Der Boden sollte mäßig nährstoffreich und leicht feucht sein. Üppige Düngergaben sind nicht notwendig. Im Gegenteil: Zu viel Nährstoffe quittiert die Kapuzinerkresse zwar mit üppigem Blattwerk, aber spärlichen Blüten. Eines verlangt die stattliche Pflanze aber reichlich: Wasser! In der Sommerhitze verdunsten die großen Blätter viel Feuchtigkeit und machen folglich schnell schlapp.

Von Juni bis Oktober entfaltet Kapuzinerkresse ihre leuchtend gelben, roten oder orangefarbenen Blüten, die an kurzen Stielen zwischen den Blättern hervorragen.

Neben den klassischen Gartensorten gibt es auch interessante Züchtungen mit gefüllten, gestreiften oder pastellfarbenen Blüten.
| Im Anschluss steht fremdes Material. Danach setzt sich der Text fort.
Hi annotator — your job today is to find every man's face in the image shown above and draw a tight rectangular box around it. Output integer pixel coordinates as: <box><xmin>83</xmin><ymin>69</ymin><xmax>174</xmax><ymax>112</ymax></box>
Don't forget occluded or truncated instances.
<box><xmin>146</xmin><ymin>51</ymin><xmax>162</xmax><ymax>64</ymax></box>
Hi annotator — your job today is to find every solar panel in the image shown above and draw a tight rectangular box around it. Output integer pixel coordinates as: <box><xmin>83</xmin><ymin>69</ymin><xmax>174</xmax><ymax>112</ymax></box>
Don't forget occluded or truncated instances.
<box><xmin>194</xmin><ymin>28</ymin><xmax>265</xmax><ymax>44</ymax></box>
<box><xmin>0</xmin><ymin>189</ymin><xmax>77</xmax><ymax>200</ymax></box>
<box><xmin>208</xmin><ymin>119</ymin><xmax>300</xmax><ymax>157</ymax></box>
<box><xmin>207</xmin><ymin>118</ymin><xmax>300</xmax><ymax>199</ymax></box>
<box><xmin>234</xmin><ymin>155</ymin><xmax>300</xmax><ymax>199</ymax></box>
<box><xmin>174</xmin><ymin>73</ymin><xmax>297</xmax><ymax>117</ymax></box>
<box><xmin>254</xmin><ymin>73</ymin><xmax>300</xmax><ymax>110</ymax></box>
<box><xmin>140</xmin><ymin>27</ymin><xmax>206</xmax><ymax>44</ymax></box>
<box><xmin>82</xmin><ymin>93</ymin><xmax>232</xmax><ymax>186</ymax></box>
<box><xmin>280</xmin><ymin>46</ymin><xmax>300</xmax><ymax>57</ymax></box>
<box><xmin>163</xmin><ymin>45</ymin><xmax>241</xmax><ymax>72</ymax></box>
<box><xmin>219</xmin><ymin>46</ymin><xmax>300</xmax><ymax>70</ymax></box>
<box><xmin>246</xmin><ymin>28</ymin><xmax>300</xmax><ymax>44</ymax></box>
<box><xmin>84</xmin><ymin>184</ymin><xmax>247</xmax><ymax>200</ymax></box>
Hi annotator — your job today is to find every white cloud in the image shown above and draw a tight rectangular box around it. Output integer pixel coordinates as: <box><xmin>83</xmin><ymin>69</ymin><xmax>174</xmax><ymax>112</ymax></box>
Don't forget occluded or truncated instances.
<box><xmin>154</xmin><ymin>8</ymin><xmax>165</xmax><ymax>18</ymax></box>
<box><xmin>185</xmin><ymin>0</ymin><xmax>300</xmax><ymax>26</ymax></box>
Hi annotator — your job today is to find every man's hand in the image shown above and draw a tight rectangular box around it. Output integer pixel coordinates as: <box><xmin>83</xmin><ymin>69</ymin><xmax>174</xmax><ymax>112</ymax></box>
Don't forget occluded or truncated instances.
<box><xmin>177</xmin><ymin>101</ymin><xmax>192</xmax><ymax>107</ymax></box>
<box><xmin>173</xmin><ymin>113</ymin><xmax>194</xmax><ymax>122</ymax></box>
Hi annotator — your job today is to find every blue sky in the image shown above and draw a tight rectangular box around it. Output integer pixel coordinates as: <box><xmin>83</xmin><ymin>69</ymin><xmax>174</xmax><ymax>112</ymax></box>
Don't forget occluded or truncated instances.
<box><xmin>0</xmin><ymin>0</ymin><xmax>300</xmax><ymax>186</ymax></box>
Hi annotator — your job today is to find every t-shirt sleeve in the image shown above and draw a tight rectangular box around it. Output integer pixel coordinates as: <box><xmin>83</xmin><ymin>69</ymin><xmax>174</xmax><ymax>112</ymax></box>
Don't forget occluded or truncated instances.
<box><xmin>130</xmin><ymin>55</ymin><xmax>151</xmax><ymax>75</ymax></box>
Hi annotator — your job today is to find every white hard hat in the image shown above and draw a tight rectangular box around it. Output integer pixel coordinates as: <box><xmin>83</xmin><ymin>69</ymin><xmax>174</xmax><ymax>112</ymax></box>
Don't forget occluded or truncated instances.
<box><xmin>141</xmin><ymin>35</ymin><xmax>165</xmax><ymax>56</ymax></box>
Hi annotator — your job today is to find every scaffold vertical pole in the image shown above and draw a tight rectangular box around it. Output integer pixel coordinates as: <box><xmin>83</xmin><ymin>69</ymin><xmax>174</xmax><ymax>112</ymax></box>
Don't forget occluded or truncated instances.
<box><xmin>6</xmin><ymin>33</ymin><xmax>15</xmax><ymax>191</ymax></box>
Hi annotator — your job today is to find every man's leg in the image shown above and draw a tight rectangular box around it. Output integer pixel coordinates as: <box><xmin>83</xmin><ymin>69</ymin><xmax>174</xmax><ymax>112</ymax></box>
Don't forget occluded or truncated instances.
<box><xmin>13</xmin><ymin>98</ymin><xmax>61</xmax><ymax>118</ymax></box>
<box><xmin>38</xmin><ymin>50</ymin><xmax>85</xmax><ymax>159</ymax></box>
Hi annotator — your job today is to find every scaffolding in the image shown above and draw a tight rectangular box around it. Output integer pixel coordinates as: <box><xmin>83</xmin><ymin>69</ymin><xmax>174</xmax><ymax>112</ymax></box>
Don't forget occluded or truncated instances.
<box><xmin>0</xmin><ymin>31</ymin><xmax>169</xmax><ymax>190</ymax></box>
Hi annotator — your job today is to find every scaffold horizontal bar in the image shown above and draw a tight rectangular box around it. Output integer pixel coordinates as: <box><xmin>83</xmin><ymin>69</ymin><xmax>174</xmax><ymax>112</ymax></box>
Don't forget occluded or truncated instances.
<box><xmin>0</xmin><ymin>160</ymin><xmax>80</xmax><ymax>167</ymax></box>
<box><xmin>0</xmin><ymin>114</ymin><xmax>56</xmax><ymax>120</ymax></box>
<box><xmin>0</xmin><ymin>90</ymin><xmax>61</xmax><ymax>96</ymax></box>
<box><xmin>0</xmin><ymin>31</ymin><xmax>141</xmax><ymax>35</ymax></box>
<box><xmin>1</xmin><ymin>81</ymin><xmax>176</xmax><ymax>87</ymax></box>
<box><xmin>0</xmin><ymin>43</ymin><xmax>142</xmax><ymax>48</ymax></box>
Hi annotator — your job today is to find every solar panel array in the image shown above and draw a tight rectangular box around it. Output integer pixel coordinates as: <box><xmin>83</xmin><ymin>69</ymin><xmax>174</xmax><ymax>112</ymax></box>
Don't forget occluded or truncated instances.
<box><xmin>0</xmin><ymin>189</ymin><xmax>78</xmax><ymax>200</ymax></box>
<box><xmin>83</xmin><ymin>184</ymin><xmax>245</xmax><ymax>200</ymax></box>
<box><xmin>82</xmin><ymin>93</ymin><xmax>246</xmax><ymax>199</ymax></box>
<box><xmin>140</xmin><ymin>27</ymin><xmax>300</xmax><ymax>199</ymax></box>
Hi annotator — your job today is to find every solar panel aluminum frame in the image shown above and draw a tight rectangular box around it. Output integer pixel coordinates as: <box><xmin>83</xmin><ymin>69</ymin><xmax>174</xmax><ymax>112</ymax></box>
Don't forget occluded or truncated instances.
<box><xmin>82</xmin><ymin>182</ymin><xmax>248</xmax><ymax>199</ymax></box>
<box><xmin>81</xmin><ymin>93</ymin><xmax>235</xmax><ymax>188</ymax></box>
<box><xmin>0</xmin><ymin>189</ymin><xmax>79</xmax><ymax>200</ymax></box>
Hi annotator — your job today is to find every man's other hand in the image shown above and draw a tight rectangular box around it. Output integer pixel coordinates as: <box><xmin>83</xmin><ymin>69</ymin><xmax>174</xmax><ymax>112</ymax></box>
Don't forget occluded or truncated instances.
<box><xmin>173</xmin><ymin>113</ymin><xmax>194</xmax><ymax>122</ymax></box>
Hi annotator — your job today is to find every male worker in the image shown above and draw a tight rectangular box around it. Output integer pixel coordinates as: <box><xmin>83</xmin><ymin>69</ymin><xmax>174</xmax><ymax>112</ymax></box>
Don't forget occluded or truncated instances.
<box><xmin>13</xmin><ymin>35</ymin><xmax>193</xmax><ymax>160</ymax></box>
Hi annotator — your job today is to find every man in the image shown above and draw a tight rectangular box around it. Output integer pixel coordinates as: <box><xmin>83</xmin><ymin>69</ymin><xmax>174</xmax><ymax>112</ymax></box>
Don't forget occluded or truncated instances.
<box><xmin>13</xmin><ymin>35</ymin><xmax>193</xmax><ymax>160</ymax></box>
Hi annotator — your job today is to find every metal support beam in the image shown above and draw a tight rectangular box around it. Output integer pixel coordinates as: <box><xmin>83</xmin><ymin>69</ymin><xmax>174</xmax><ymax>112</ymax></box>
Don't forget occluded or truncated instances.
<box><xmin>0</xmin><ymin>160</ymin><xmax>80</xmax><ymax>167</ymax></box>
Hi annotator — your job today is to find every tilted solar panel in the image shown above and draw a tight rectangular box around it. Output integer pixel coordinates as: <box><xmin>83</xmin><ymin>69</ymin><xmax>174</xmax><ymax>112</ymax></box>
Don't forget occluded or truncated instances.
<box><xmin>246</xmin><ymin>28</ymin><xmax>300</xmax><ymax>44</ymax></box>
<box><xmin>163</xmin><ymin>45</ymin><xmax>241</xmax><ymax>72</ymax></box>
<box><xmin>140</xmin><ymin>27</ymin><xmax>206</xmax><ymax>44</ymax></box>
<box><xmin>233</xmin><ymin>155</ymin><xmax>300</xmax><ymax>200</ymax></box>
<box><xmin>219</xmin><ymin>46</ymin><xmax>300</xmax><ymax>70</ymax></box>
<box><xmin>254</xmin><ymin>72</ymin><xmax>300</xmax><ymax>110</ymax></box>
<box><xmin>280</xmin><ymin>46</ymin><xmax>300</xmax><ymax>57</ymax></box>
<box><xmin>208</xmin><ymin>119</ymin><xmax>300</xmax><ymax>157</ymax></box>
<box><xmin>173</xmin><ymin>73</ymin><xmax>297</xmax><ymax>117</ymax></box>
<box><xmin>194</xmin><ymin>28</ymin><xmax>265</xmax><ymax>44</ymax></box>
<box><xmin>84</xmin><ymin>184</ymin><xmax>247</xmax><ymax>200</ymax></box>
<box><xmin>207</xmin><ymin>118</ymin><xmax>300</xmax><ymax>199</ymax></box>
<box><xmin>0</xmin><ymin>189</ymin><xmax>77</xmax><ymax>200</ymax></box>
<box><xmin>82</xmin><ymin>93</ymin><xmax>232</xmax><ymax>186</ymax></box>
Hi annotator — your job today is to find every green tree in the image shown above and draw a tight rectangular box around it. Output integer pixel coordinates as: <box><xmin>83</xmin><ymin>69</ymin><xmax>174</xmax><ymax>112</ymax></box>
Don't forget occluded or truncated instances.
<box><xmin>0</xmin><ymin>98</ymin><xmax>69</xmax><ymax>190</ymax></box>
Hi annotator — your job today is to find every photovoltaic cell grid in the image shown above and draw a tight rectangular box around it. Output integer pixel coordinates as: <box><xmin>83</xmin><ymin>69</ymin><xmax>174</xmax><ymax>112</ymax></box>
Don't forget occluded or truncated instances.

Extravagant muten die fast schwarzen Blüten der Sorte „Black Velvet“ an, das Pendant dazu liefert etwa „Milkmaid“ mit cremeweißer Blütenfarbe. Bis zu drei Meter lange Triebe bildet die halbgefüllte, leuchtend rote Sorte „Scharlachglanz“, während sich nicht rankende und kompakt wachsende Sorten wie „Peach Melba“ oder „Paso Doble“ gut für Kästen und Töpfe eignen.

Bei Biogärtnern sehr beliebt

Ein toller Hingucker sind auch Samenmischungen mit verschiedenen Farben. Bei Biogärtnern ist Kapuzinerkresse als Beetpartner beliebt, denn sie hält Ameisen, Raupen und Schnecken auf Abstand zum Gemüse.

Eine besonders positive Wirkung soll sie auf das Gedeihen von Kartoffeln, Tomaten und Stangenbohnen ausüben. Wird Kapuzinerkresse auf die Baumscheiben frisch gepflanzter Obstbäume gesät, beschattet sie wie eine Mulchschicht den Boden und hält Läuse erfolgreich fern vom Baum.

Blühender Blattlausmagnet

Schädlinge
Oft bevölkern große Kolonien grüner und schwarzer Läuse die Triebe der Kapuzinerkresse. Dadurch hält die Pflanze die Plagegeister von anderen Gewächsen fern. Wer kein Gift spritzt, kann die Läuse getrost der Arbeit von Marienkäferlarven und anderen Nützlingen überlassen. Auch Kohlweißlingsraupen knabbern gerne an den saftigen Blättern. Hier hilft simples Absammeln, oder man opfert ein paar Blätter für die Schmetterlinge.